Il existe plusieurs types d’imagerie chacune dédiée à l’étude précise des tissus et des organes, et à la détection de lésions infectieuses, de tumeurs ou d’hernies discales. Des agents de contrastes sont parfois utilisés pour améliorer la qualité des images. Leur élaboration répond à de nombreuses contraintes : la performance de ces produits doit aller de pair avec leur biocompatibilité et leur stabilité en milieu biologique. En lien avec des équipes de biologistes, SEISAD conçoit de tels agents, puis les testent sur des modèles animaux présentant des inflammations ou des tumeurs. Cette équipe s’intéresse tout particulièrement au couplage de l’imagerie IRM à l’imagerie optique dans le proche infrarouge afin d’apporter une modalité complémentaire.

Des agents de contraste sont également développés pour l’imagerie PET (Tomographie par Emission de Positrons), qui permet l’observation du métabolisme cellulaire. En fonction de la nature des agents de contraste, les cibles biologiques mises en avant seront différentes : observation de récepteurs hormonaux, repérage de zones aux processus hypoxiques…

L’équipe de Gilles Gasser développe quant à elle de nouveaux agents pour la TEP à base de l’isotope 89Zr dont le temps de demi-vie est idéal pour « radiomarquer » les anticorps qui mettent beaucoup de temps à atteindre les tumeurs une fois injectés.
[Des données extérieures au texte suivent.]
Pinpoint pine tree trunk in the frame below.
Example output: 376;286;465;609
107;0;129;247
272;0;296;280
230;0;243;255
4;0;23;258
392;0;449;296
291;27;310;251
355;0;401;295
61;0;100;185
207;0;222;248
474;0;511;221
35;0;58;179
Cependant, le chélateur actuellement sur le marché (DFO) n’a pas une stabilité suffisante et s’accumulent dans les os. L’équipe de Gilles Gasser, en collaboration avec celle du Pr Thomas Mindt à l’Université Médicale de Vienne en Autriche a récemment découvert un composé bien plus performant que celui sur le marché.

En utilisant des méthodes électrochimiques,  SEISAD contribue actuellement avec l’équipe Interface, Electrochimie & Energie -I2E-  et la Société Impeto Medical au développement et à la compréhension du fonctionnement d’un moyen de détection non invasif du diabète à partir de la sueur des patients, alors que les mesures actuelles pour la glycémie se font à partir du sang.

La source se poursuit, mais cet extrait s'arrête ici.